Spreadsheet problems in Biology
“Autocorrection” of gene names
Some genes have been renamed because Microsoft Excel reads them as dates1. From Humble Pi,
The gene has the catchy name of MARCH5, and if you think that looks like a date, then you can already see where this is going. Over on your first chromosome, the gene SEP15 is busy making some other important protein. Type those gene names into Excel and they’ll transform into 5-Mar and 15-Sep, encoded as 3/5/2019 and 9/15/2019 (or whatever the current year is) in the Formula Bat of the US version.
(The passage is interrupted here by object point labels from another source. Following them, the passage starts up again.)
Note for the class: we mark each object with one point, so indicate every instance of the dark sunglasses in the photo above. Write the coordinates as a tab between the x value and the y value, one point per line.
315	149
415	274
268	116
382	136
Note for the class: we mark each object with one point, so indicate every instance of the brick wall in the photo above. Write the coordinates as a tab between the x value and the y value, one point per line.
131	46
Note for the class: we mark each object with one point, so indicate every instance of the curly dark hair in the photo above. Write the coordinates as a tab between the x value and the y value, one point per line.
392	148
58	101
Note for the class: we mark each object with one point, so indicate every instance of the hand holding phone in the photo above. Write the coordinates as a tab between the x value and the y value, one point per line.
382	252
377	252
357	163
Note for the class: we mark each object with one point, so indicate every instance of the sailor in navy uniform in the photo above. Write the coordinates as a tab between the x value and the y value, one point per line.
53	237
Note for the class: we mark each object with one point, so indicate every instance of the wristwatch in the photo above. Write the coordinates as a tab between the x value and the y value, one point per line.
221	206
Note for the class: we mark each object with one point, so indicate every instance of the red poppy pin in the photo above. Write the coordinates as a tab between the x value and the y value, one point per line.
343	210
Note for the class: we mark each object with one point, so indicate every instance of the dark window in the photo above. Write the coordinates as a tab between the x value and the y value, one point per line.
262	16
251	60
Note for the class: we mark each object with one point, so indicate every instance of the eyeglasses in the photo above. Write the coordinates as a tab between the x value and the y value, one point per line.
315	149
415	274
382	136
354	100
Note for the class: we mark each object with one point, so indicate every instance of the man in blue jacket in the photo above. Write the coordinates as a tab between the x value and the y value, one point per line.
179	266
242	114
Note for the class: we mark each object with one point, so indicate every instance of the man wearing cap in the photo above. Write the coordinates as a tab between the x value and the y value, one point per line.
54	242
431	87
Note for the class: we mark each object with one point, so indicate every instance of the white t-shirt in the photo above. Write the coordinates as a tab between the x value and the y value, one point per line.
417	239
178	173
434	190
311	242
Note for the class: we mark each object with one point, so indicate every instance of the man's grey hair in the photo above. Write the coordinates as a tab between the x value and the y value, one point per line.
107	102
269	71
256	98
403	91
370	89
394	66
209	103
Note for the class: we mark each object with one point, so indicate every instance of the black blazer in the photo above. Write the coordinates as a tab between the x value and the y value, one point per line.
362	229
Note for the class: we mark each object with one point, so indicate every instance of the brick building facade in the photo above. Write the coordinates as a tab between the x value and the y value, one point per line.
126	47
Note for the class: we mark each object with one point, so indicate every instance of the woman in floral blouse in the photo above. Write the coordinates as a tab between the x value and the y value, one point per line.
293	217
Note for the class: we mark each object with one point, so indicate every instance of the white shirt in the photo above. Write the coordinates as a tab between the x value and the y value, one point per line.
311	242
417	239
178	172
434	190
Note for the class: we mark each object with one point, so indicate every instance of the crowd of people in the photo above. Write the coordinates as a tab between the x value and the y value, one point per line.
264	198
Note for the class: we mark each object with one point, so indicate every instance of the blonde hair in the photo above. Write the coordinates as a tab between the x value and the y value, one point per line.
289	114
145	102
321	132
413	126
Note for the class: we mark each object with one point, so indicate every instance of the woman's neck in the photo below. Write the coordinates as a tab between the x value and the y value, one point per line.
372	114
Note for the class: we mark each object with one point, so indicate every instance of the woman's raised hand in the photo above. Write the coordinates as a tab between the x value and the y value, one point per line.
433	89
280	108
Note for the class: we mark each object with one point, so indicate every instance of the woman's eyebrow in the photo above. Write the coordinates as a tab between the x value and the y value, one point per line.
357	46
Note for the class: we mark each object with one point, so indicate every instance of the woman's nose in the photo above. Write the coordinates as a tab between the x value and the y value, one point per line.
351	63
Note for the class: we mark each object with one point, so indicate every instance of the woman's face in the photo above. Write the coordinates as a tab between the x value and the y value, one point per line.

All mention of MARCH5 and SEP15 has been obliterated. …
In 2016 three intrepid researchers in Melbourne analyzed eighteen journals that had published genome research between 2005 and 2015 and found a total of 35,175 publicly available Excel files associated with 3,597 different research papers. They wrote a program to autodownload the Excel files, then scan them for lists of gene names, keeping an eye out for where they had been “autocorrected” by Excel into something else. After checking through the offending files manually to remove false positives, the researchers were left with 987 Excel spreadsheets (from 704 different pieces of research) that had gene-name errors introduced by Excel. In their sample, they found that 19.6 percent of gene research crunched in Excel contained errors.